The death of George Floyd should have been prevented.
The blame is squarely on the Police.
I’m not blaming anyone other than the police officers for the death of George Floyd. Yet I am wondering if his life could have been saved by someone physically intervening, instead of watching, pleading, or filming, which is what people did. Filming can provide an important record, when made public after the fact, of a wrongful death, such as that of George Floyd in Minneapolis or of Ahmaud Arbery in Brunswick, Georgia. Filming may even discourage police brutality simply by the act of filming it. But at least in this instance, filming did not prevent a death. It only documented it. And no one took a risk to save a life.
Would I have risked police confrontation, arrest, and possibly a beatdown, to save George Floyd’s life? I don’t know. I’d like to think I would have. I’d like to think that if I had been there, I could have summoned up the courage to intervene, that I would have approached the police officer and asked him to take his foot off the handcuffed man’s neck, that I would have loudly insisted on it, and, if necessary, that I would have pushed the officer off of Floyd’s body, even knowing that I would be arrested for it and very possibly hurt in the process.
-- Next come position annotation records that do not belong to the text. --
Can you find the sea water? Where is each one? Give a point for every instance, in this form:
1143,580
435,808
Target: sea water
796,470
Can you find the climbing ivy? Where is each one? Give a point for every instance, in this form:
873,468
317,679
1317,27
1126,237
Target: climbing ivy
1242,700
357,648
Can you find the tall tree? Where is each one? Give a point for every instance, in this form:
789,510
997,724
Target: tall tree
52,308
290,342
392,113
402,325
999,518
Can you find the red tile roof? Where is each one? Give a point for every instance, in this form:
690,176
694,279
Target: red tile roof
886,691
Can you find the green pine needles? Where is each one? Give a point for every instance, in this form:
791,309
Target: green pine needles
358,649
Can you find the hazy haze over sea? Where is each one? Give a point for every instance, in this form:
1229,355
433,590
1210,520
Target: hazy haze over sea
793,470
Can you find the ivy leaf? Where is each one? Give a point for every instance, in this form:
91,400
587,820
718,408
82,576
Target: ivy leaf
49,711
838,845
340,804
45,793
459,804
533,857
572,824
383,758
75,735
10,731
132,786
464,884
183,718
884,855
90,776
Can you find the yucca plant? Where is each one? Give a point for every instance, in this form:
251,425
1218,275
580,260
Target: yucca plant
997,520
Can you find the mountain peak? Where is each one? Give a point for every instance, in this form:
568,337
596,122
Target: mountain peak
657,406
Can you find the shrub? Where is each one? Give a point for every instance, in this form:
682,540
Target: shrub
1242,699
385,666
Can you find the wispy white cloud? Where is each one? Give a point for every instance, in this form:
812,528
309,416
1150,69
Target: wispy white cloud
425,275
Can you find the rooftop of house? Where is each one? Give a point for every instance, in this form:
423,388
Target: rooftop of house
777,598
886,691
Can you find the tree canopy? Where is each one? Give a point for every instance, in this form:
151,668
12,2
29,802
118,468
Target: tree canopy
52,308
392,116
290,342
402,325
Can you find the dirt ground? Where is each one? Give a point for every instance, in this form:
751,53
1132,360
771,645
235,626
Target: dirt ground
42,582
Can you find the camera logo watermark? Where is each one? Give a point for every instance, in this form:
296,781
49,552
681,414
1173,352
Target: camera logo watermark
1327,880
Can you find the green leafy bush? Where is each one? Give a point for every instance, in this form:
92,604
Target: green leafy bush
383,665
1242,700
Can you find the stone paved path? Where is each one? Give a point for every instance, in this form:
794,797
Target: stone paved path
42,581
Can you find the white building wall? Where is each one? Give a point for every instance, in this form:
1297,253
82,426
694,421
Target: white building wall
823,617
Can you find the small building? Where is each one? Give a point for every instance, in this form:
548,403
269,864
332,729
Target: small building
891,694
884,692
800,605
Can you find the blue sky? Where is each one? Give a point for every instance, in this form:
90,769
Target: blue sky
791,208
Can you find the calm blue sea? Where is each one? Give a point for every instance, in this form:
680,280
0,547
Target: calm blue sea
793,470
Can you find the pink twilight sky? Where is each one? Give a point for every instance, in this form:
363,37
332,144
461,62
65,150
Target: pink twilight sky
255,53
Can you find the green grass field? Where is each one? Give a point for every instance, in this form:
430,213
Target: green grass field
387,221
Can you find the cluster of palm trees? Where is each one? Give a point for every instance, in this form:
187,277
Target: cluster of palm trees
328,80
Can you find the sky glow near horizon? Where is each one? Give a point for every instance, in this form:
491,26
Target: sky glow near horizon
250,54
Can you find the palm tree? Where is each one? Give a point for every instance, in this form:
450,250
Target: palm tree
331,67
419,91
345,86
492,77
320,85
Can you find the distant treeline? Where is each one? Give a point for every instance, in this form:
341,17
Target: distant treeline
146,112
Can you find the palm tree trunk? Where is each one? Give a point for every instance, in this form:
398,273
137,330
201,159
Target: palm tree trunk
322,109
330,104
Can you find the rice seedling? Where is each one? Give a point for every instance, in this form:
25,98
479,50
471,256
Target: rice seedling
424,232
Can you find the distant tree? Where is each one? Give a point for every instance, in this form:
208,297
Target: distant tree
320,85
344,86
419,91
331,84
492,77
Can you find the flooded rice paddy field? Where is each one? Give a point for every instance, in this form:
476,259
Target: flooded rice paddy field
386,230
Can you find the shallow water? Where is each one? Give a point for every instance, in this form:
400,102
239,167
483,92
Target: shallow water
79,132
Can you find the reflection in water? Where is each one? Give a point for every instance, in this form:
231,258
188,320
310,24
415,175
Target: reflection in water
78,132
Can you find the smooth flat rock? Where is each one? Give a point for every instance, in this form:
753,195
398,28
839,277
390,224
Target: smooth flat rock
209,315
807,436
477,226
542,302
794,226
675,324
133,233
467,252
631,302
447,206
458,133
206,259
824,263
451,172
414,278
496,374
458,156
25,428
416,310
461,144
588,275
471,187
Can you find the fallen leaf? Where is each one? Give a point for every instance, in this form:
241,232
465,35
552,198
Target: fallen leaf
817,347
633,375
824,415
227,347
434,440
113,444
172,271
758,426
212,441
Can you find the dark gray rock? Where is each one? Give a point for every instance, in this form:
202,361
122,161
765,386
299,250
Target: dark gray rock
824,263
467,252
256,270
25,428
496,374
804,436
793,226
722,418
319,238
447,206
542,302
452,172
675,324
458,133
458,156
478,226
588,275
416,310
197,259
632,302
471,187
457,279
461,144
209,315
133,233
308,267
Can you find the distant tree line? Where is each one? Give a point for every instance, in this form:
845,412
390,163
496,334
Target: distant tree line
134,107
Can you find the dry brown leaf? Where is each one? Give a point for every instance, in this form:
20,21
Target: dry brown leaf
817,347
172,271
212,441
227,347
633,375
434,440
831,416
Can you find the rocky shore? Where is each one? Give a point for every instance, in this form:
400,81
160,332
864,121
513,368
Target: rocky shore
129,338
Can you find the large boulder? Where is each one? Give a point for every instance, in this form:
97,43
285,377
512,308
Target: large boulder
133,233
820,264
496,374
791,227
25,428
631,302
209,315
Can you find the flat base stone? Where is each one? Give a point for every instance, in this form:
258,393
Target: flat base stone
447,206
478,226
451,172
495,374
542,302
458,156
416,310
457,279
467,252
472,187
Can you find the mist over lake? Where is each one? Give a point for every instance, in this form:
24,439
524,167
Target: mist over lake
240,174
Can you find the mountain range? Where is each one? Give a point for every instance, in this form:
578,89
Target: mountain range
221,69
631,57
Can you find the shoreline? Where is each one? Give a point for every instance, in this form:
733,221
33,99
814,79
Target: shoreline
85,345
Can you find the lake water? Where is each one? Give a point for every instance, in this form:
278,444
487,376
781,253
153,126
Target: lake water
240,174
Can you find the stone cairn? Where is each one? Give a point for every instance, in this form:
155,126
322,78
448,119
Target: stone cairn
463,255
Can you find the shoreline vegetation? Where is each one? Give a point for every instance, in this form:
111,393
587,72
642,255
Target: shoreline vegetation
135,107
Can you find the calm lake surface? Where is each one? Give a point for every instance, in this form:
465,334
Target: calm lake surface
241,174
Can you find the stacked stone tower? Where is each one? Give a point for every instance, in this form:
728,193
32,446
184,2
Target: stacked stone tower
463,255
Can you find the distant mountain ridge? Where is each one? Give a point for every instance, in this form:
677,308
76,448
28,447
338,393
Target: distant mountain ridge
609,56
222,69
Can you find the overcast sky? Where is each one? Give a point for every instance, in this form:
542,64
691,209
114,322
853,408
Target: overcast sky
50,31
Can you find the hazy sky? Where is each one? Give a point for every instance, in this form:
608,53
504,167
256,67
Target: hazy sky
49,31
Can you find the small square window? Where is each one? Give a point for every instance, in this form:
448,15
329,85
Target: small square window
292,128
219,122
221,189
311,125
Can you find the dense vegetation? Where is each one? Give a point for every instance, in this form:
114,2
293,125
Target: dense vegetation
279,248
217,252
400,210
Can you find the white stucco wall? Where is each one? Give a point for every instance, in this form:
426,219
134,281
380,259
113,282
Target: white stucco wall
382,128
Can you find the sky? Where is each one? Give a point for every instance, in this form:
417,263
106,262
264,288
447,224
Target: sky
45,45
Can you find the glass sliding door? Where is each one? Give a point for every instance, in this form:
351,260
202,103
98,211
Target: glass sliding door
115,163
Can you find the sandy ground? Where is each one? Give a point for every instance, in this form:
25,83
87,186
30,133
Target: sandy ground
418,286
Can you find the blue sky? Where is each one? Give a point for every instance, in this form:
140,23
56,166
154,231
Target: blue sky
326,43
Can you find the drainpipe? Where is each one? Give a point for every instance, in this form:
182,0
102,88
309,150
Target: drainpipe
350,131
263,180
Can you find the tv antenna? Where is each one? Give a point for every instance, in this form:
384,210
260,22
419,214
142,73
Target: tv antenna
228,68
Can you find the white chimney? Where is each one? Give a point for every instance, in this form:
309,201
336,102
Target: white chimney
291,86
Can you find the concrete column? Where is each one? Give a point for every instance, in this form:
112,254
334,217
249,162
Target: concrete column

But that’s all hypothetical, and I have no personal history of exhibiting such physical bravery. Of the people who were actually there, watching these tragic events unfold before their eyes, when there was an individual’s life that possibly needed saving, no one risked attack or arrest to save George Floyd.
Why was there no physical intervention?
Why did no one intervene – physically intervene – to save the life of a man who repeatedly said he couldn’t breathe? In Minneapolis today, people are confronting the police, some of them violently, but there is no life to be saved right now by doing so. When it counted, no one stepped up and took a risk. And I wonder why. Is it inherently dangerous to confront armed police? Of course, it is! That might be all the explanation that is needed, and that’s perfectly understandable. Or perhaps what passes for bravery nowadays is simply “witnessing.” Maybe witnessing will save lives in the future, but it won’t save them right now. Could George Floyd’s life have been saved by someone’s bravery, by someone willing to intervene, even at a risk to his or her own safety? We don’t know. We will never know. And yet it’s worth pondering.